With the 26th annual European Film Festival upon us, Myanmar film censors have their scissors at the ready
Less than two weeks after the end of the Wathann Filmfest, another film festival has arrived in town. The 26th annual European Film Festival will see 13 films from 11 European countries screened over 10 days at Yangon’s iconic Nay Pyi Taw cinema. And it’s all free.
The biggest and oldest international film festival in Myanmar provides a rare opportunity to share the European culture and identity with Myanmar people, says Franz Xaver Augustin, director of the Goethe-Institut Myanmar, who organised this year’s festival.
But as ever, a major barrier to the fruitful exchange of culture is Myanmar’s prudish film censorship board, which has chosen to blur out scenes from several of the films this year in a bid to protect the sensibilities of local audiences.
“After the election of the NLD government we expected films not to be censored before they are shown at the cinema,” Augustin told Pulse.
“We were actually hoping that the new government would have the power to abolish the old [censorship] customs. But we still have to present the films to the censorship board,” he told a European Film Festival press conference in Yangon.
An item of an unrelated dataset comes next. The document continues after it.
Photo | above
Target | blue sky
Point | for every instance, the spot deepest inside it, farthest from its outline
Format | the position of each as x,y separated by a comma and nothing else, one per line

Scenes from four of the films have been marked by the censorship board as inappropriate. But rather than cutting scenes out, the board has agreed to simply cover the objective of the projector during screenings.
“It’s a kind of an obstruction to the art work and that’s horrible,” he added.
Each of Yangon’s European embassies will be introducing a film from their respective country.
Award winning Italian drama, Human Capital, directed by Paolo Virzi, which follows the aftermath of a hit-and-run as two families are united together amid an atmosphere of money worship and status anxiety, will open the festival with a screening at 6.30pm on September 22 at Nay Pyi Taw cinema.
“Europe is far away from Myanmar in terms of distance,” Matteo D’Alonzon, deputy head of Mission Embassy of Italy said, “But both European countries and Myanmar have a strong culture of tradition. We want to get people together and exchange theses cultures”.
Finnish comedy-drama The Other Side of Hope, which is showing on Saturday night, follows a travelling salesman who decides to buy a restaurant. After his business fails initially, he hires a young Syrian refugee who fled to Finland after losing his home and family in a rocket attack and the two unlikely friends strive to help each other. Finnish director, Aki Kaurismaki, dedicated his film to migrants fleeing war and terror.
Screenings will take place twice a day: 3.30pm and 6.30pm at Nay Pyi Taw Cinema while three children’s films will be shown on November 1 at Dagon 1 High School.
Tickets are available for free at the Nay Pyi Taw Cinema ticket counter until 30 minutes before movies begin and will be distributed on a first-come, first-served basis.